13 Mart 1995 – Zeynep Poyraz
30 Mart 1995 – Hakan Çabuk
Gazi’de patlak veren büyük anti-faşist direnişte Zeynep Poyraz, direnişin ikinci günü polisin açtığı ateş sonucunda şehit düştü. Hakan Çabuk ise, kendi bölgesi olan Ümraniye-1 Mayıs mahallesinde Gazi için yapılan eylemde polis kurşunlarıyla katledildi.
24 Mart 1984- Sefaköy direnişi
“Nerede boşluk varsa, oraya koşmakta hiç tereddüt etmeyenlerden”di Mehmet Ali. “Kaçmalarla, göçmelerle tozarken Avrupa yolları”, Adana il komitesine koşar adımlarla gitti. Bir eylem hazırlığı için İstanbul’a çağrıldığında da, bir “görev adamı” olarak tereddütsüz kabul etti.
İsmail Cüneyt’in komutasında Aslan Tel ile birlikte eylemi gerçekleştireceklerdi. Ne var ki, bulundukları ev bir ihbar sonucu basıldı. Mehmet Ali Doğan ve Aslan Tel, İsmail Cüneyt’in önüne siper oldular, onun ateş çemberini yararak çıkmasını sağladılar. Ve iki yoldaş, Sefaköy’deki evi granitten kaleye çevirerek şehit düştüler. Baharda toprağa düşen tohum oldular…

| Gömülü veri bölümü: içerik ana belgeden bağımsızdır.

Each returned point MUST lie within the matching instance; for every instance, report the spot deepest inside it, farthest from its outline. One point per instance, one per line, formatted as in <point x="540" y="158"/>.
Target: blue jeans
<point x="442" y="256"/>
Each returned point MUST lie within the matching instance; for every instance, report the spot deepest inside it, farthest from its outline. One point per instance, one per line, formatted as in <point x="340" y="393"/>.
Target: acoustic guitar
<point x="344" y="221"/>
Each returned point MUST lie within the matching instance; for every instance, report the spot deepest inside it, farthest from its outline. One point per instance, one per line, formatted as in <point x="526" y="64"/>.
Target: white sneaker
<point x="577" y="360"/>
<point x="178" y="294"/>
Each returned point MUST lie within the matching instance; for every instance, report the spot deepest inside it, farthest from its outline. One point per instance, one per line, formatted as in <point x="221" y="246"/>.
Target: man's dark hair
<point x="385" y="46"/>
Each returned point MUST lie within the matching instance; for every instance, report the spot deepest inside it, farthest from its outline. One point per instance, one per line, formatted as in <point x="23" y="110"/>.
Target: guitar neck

İsmail’in komutasındaki Sefaköy direnişi, üç işkencecinin de ölmesiyle sonuçlanmıştı. Hem de faşist generallerin meydanlarda “ezdik-biçtik” diye nutuk attıkları bir dönemde; 1983 yılının Mart ayında… Bir yıl kadar sonra, bir tesadüf sonucu İsmail’i bulduklarında, aynı gece gözaltında kaybettiler. Kurşuna dizdiler hunharca…
12 Eylül’ün yukarıdan aşağıya hakimiyetini tamamen kurduğu, devrimin yenilgisinin kesinleştiği ve yaprağın dahi kımıldamadığı o günlerde, bir avuç kır çiçeği, “dövüşenler de var bu havalarda” dedi, bir kez daha sarstı ülkeyi. Tıpkı 12 Eylül’ün ilk günlerinde Osman Yaşar Yoldaşcan’ın Bağcılar’daki direnişi gibi…
Sefaköy, faşist cuntaya karşı direnişin bitmediğini, ihtilalci komünistlerin mücadeleyi kesintisiz sürdürdüklerini gösterdi. Şairin dediği gibi “Eğer çivi yapılmış olsaydı bu adamlardan / Daha sağlamı bulunmazdı onlardan.”